Realizing he needed to implement a more intentional strategy, he researched successful direct-to-consumer brands with similar audiences and studied their most popular ads by headlines, narrative flows, testimonials, copywriting, product demo footage and more. Armed with this intel, he created a new framework for Necklow’s ads that led to more profitability.
He estimated three of every five ads were profitable. The first ad to go viral accumulated more than 3 million views and was still profitable a year after it went live. Balaffou aimed to test at least one new ad every two weeks to ensure fresh, new ads were always running.
“I advise learning from existing brands with similar audiences,” he said. “It’s a shortcut that can save a lot of trial and error in figuring out what ad styles work for you.”
By May 2022 — less than three years after launch — Necklow had sold to around 80,000 customers. The company remained bootstrapped and was operated by Balaffou and a team of six contractors: three customer support representatives, two marketers and one operations manager.
How he found a buyer for his e-commerce shop
Balaffou began considering selling Necklow so he could start a new venture. Plus, he didn’t think he was the right person to scale the brand.
“The business was growing, but the operational and scaling challenges became overwhelming,” he told They Got Acquired. “I lacked the experience to solve certain issues efficiently, and it was becoming stressful.”

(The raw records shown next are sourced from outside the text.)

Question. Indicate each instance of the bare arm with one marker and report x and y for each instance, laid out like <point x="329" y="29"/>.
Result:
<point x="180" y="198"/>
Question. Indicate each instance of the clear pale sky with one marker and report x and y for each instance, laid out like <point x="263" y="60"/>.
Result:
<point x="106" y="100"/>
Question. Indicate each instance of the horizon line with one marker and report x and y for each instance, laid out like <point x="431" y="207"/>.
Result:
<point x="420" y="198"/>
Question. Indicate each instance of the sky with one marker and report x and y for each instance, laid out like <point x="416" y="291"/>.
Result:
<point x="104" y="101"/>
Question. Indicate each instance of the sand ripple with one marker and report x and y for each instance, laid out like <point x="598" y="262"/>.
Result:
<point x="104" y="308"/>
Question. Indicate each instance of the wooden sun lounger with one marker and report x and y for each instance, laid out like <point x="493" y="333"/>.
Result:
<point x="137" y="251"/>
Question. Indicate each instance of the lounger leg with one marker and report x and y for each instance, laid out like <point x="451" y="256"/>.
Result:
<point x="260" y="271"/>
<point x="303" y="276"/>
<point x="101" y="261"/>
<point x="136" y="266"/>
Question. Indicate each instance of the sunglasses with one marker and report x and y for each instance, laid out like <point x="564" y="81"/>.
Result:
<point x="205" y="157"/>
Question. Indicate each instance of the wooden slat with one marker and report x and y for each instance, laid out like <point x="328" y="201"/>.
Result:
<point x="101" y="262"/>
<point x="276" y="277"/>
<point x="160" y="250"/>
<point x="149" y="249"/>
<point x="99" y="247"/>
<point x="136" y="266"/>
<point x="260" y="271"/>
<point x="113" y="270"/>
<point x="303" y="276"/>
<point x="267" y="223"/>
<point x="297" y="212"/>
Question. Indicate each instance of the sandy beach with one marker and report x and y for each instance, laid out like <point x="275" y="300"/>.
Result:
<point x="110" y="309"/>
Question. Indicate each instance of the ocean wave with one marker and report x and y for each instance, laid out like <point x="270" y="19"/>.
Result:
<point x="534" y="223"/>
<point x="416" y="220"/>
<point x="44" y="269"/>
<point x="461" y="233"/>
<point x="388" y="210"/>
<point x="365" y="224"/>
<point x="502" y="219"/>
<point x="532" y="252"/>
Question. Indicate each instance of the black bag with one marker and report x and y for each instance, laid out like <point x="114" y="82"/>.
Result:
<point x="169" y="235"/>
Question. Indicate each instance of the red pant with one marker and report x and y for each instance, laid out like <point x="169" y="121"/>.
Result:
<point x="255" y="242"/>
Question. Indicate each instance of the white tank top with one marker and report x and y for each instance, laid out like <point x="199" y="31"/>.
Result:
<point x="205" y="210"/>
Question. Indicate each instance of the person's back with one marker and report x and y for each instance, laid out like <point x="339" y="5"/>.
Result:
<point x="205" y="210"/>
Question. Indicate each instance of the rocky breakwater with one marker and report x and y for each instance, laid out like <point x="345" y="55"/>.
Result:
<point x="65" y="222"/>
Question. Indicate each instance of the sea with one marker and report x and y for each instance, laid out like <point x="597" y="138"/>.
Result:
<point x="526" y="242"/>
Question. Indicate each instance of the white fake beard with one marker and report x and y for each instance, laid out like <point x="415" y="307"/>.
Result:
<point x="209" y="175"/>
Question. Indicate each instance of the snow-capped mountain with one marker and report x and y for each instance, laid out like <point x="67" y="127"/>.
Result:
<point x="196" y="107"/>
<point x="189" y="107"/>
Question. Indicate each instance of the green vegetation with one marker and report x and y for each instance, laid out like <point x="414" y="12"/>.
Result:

He heard about OpenStore from another e-commerce founder, who posted on X that he sold to the aggregator of Shopify brands in just 48 hours, Balaffou told OpenStore. Balaffou was drawn to the idea of selling quickly because it “felt like the wisest path — to cash out and free myself up for the next chapter,” he said.
He requested an offer and heard back within 24 hours. After walking through the details with people in his network, he negotiated a 15% increase. Once both parties agreed, there was a two-week validation period followed by a four-week due diligence phase.
“Traditional due diligence often takes months, but OpenStore’s promise of closing in about four weeks was a major selling point, even though the valuation multiple was on the lower end,” Balaffou said.
Balaffou told They Got Acquired that selling Necklow felt scary — “like giving away your child, but you appreciate it later when you see the cash land in your bank account,” he said.
In May 2022, Necklow sold to OpenStore for $380,000 cash. Balaffou also received $30,000 for the remaining inventory, bringing the total transaction to $410,000.
After selling, Balaffou took six months off before pursuing his new business, TheraPetMD, which specializes in calming diffusers for pets. Within its first year, TheraPetMD hit 8 figures in revenue, Balaffou shared.
“My experience with Necklow helped a lot with launching TheraPetMD, especially around ad scaling and landing page optimization,” he said. “That said, we’re now operating at an entirely different level. I’d say I’ve gained 100x more skills, and the company is significantly larger. We’re currently aiming for a high 8-figure exit with this brand.”
His ultimate takeaway from this experience? Don’t be afraid to sell.
“If you need the cash, feel stuck not growing much, go for it,” he said. “New ventures will come later — bigger and more successful.”